Considerations and Limitations

  • Data Quality: The quality and consistency of structured data in the support system are critical for feature engineering success.
  • Domain Expertise: Effective feature engineering relies heavily on understanding the nuances of the support process and customer interactions.
  • Exclusion of Text Data: While a practical choice for this paper, excluding ticket descriptions and communication threads means potentially missing valuable predictive signals embedded in the text. A hybrid approach combining structured and text features could potentially yield better results but adds complexity.

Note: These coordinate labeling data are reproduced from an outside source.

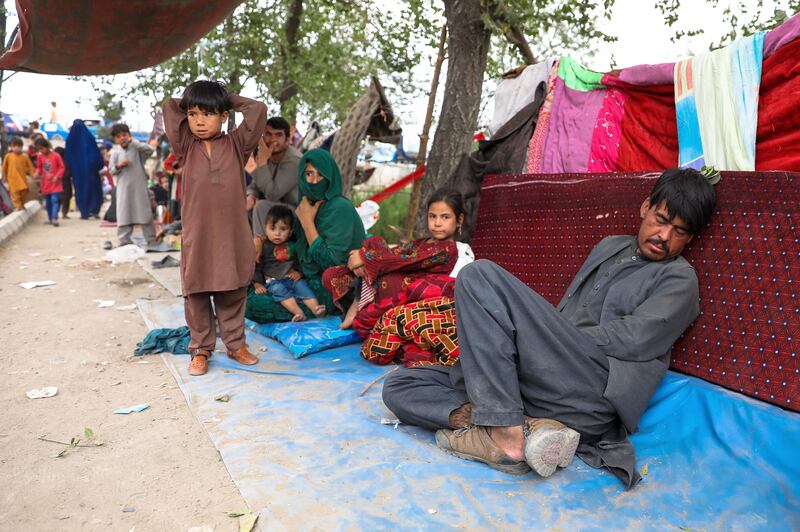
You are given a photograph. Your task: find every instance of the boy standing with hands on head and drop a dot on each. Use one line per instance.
(217, 254)
(126, 164)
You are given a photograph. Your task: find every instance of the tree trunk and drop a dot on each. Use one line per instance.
(288, 54)
(422, 155)
(468, 49)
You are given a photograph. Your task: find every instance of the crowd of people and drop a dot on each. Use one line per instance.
(504, 377)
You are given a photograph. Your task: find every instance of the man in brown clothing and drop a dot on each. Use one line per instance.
(217, 255)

  • Interpretability: Understanding why a ticket is predicted to escalate can be important for support staff. Some models (like Logistic Regression or Decision Trees) are more interpretable than others (like complex Random Forests or SVMs). Feature importance analysis from the trained model can help provide insights.

In summary, this paper provides a practical blueprint for predicting customer support ticket escalation using readily available structured data and robust feature engineering, offering a valuable starting point for organizations looking to implement such a system without immediately diving into complex natural language processing of ticket text.